Skip Beckwith provided a great low end to the group. His sound on the bass was rich and full-bodied, and he possessed a clear, resonant attack. And while he had no trouble playing strictly in time and within the chord changes, Beckwith also demonstrated a remarkable deftness at slipping in and out of the time and the key — and then “nailing the one” at the top of the next chorus seemingly as if by magic. He also displayed fantastic listening and improvisational skills; his solos were not ones over which the audience conversed with one another.
With respect to the drums, Donnie Palmer likes to say that it takes a hell of a good drummer to be better than no drummer at all. Jerry Granelli fits the bill as a hell of a good drummer. He’s no ordinary jazz drummer, though. It would be more accurate to describe Jerry Granelli as an artist who uses drumsticks instead of paintbrushes.

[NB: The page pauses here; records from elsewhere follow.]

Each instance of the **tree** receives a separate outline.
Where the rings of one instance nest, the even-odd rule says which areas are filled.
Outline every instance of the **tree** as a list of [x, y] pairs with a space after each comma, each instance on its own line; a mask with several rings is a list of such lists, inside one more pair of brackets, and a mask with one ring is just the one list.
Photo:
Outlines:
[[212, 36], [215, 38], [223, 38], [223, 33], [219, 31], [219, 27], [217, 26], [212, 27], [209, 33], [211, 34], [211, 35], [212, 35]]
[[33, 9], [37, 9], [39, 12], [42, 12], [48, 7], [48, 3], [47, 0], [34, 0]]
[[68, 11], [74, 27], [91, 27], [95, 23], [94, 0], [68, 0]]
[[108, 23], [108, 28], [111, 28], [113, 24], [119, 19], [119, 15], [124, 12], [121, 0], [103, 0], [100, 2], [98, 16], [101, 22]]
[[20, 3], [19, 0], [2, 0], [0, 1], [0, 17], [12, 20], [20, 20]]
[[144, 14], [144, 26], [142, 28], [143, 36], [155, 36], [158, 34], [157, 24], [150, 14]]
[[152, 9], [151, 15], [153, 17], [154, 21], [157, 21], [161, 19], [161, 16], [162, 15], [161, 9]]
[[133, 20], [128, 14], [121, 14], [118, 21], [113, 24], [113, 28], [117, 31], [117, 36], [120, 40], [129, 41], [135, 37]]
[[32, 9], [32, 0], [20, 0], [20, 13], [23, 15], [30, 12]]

To be sure, Granelli plays his drum kit like a melodic musical instrument. It is not uncommon to hear actual melodies issue forth from his drums and cymbals when he plays. Furthermore, he doesn’t so much “mark the time” on the drums as he plays tasteful, rhythmic phrases that perfectly complement whatever the other musicians are playing at that moment. He does this with an apparently effortless but intense focus and concentration; he really appears to hear everything that’s happening in every moment of each tune. And if this weren’t enough, Granelli separates himself further from the ordinary drummer by showing incredible restraint in deciding whether or not to respond to whatever he’s hearing at the time. Drummers — with all due respect, percussionistes — are not unknown to be an egotistical and loud-playing lot, and they rarely tend towards this level of engaged listening and interaction in a group.
Later that same week, 1313 opened its doors to celebrate Donnie Palmer’s 70s birthday. Alive and Well played one last short set before staff brought out several homemade cakes containing a combined total of 70 candles. Not long afterwards, I stood with Donnie Palmer offstage when Jerry Granelli and Skip Beckwith were leaving the venue to go home for the night. Donnie teased each of them for leaving early, but I heard their voices crack with emotion when saying good-bye to each other. Since Donnie lives in Toronto now, it’s hard to say when exactly this group will perform together again. After the others left, Donnie looked at me and shook his head with a sad smile. “Oh, we’re just a bunch of old farts,” he said with his typically bowed head but with tears in his eyes. After that, he put his horn away for the night and hung out with the audience and other musicians in the room before returning to Toronto.